I just had my next project house cleaned out and gutted. This is in Columbus Ohio. The house is about 100 years old, brick and old split face block foundation. We discovered yesterday that theres no footer. The foundation sits in clayish soil.The block is plumb and straight. My mason says its fine. Its lasted this long. Im sure some masons would say otherwise. This rehab is a government funded project. I want to make sure nothing comes back to bite me later. How many different ways are there to fix this. Any input would be nice. Thanks in advance.


----------



## neolitic (Apr 20, 2006)

How far below grade?


----------



## osborn (Dec 6, 2006)

4-5 feet


----------



## neolitic (Apr 20, 2006)

Can't answer for the government, but I've learned not to worry if it's worked for that long. Have seen some around here 12' below grade, and doing fine. One we worked on was 1849 12" brick foundation on clay, only @12-14 deep. Other than that, I'd be calling guys with grout pumps.
Good luck.


----------



## Tscarborough (Feb 25, 2006)

The best way would be to put back what you removed and assume with confidence the foundation is fine.


----------



## rino1494 (Jan 31, 2006)

Leave it alone. If not, jack the house up and lay up a new foundation. Should only cost you around $30,000. arty:


----------



## tgeb (Feb 9, 2006)

I see that all the time on some of the real old homes around here.

We have never done anything with them unless we have to do some underpinning due to lowered elevations.

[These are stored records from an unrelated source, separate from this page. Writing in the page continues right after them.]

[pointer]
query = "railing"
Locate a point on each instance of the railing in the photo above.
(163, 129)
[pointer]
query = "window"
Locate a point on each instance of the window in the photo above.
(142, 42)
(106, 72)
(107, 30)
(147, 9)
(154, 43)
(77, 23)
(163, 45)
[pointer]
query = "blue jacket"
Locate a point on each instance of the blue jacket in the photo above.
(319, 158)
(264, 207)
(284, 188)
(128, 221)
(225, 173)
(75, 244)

If all is well, leave it. some of the places I have worked at that had these conditions were $1 million+, renovations. If it's good enough for them it should be good enough for any Gov. Rehab.

If you want to cover your butt, get the architect and engineer involved. More damage could be done by attempting to underpin and install a footing than by leaving it as is.


----------



## bobcaygeonjon (Aug 30, 2007)

The frost line where I live is 3' 6" but I've seen older houses built of clay only 0" below grade and they have been there for over 100 years perfectly plumb still. So if there's nothing wrong with it then leave well alone.


----------